The wind industry has baked the PTC into its cost of business calculus and has come to assume that the fair rules must include subsidies. Unsurprisingly, the wind industry views anything to put wind companies back on the tax role as “moving the goalposts.” In some sense, you can’t blame them—it makes for a great business model when wind electricity providers can pay people to take wind electricity and still make money, thanks to federal subsidies.
After more than 20 years of the PTC and related investment tax credit, it takes particular gall to say more is needed to get the wind industry off its feet.
In addition to these federal handouts, the wind industry also enjoys favoritism in energy markets thanks to state-level renewable energy goals and mandates even without the federal PTC.

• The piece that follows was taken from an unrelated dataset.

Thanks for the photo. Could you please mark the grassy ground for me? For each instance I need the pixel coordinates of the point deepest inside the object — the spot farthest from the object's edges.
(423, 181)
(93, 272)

And to top it all off, the EPA’s carbon dioxide reduction regulations finalized earlier this month would tilt energy markets even farther in wind’s favor if these damaging regulations withstand the courts and opposition by States and Congress.
The rule gives states credit for bringing more “renewable” electricity sources online (ironically the EPA isn’t consistent in what it means by “renewable”) and has set a goal of 28 percent of U.S. electricity to come from renewables by 2030. For some perspective on just how massive a subsidy this is for wind power and other sources like solar and biomass, in 2014 renewables provided only 7 percent of U.S. electricity; 4.4 percent was from wind.
While increasing our wind capacity will do nothing to impact global temperatures—a fact the EPA itself admits—it will have an impact on our environment. A very efficient wind farm would need 260 times the amount of land to produce the same amount of electricity as a typical nuclear power plant.
Certainly American families, businesses, and communities should invest in electricity sources that make sense for their individual circumstances. But we shouldn’t pretend that wind energy is free.
Without skipping a beat, supporters of the wind PTC say that despite all this “policy stability” is vital and the tax credit should be extended for the long term or permanently. Stability also comes from cutting the cord for good, however. With the wind PTC having been expired since December 2014, it’s time the wind industry got used to the new normal.